Mar 17
4 Strategies to Improve Your Business’s Financial Health
March 17, 2023
By Gabriel Otero, CPA and Financial Planner at Popular
Making sure your business is in good financial health is key for materializing your plans and successfully dealing with potential setbacks. These four strategies will give your company the boost it needs.
During the first months of the year, we make personal resolutions, analyze our past goals’ progress, and even set new ones. There’s nothing like the feeling of starting from scratch. But we rarely make this kind of assessment regarding our business. Have you asked yourself: What am I doing right? Is everything in order? What still needs improving in your business’ operations?
Here are some considerations to assess when measuring the progress of your business’s financial health:
- Is your business headed in the right direction? - Identify if your business is registered under the correct legal entity. Reexamine legal and tax formalities. Consider:
- What does your business do?
- Do you pay taxes at an individual or entity level?
- Must you file monthly, quarterly, or annual reports?
- Are there other partners?
- What legal responsibility do you want to have as an owner?
- Is everything “set”? - Although your business’s finances are separate from yours, the company’s financial health has a significant impact on your networth. Not only due to the income it can generate, but because the business could be your most valuable asset. Looking at things from an asset protection and preservation standpoint. Consider that your business can be part of an estate.
- Have an emergency fund that covers at least six months’ worth of your business’s expenses.
- Review your financial statement: Are you familiar with all assets and debts? Are you maximizing your money investment/performance? Would refinancing a debt be convenient? Should you separate the real estate from the business’s operations?
- Determine what is your business’s financial capability to apply for credit.
- Identify the type of income your business receives, the outstanding debts receivable, and which expenses can be capitalized or deducted.
- Collect and record all accounting documentation generated.
- Reconcile bank statements with your business’s books every month.
- Comply with the tax return and reports filing required by the federal, state and/or municipal government.
- Establish a succession plan for your business, whether you are going to transfer it on life or on death..
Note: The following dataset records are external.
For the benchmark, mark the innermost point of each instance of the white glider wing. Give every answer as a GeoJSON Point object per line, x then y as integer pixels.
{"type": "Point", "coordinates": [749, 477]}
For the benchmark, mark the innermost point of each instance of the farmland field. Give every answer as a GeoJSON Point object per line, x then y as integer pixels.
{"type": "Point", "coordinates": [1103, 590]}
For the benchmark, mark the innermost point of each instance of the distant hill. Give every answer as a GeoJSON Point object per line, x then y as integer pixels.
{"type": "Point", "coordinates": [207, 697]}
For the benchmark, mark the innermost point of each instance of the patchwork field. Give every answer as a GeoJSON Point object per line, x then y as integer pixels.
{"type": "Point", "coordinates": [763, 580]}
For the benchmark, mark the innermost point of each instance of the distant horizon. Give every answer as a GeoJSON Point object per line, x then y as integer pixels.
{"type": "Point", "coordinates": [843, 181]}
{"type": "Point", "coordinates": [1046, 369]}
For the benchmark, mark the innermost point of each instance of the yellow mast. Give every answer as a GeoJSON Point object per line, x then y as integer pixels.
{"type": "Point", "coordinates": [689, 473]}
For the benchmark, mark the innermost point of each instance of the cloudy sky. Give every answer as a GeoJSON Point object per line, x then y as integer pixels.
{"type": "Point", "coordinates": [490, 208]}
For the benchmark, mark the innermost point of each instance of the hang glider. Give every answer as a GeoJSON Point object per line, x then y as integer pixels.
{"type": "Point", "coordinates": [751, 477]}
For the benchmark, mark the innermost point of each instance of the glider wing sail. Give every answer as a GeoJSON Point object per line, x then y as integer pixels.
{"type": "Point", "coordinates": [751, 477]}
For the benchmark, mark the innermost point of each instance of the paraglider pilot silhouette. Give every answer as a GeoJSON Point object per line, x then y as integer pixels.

- Determine your strategy - Be aware of the risks to which the business or you (as an owner) are exposed. This will help you protect your assets properly. Review what strategy you will adopt to manage each risk: if you’re going to assume it, avoid it, reduce it, or transfer it. Ask yourself:
- What are the risks to which you and the business are exposed?
- Are there any key employees who, should they resign, their departure could financially affect the company?
- Are your insurance policies up to date?
- Is your business succession plan tied to your estate planning?
- Reduce or avoid the impact - How is your tax planning? The point is to develop legal tools to reduce the tax impact. You may need to integrate or consult a legal and/or tax advisor for these purposes.
- Determine which expenses can help reduce your Adjusted Gross Income.
- Establish a qualified retirement plan and maximize your contributions.
- Check if your business is part of an industry that could qualify to receive tax incentives.
- Reduce payroll contributions by increasing fringe benefits as part of employee compensation.
- Review and make sure you understand what types of income the business receives so you can learn how to maximize them.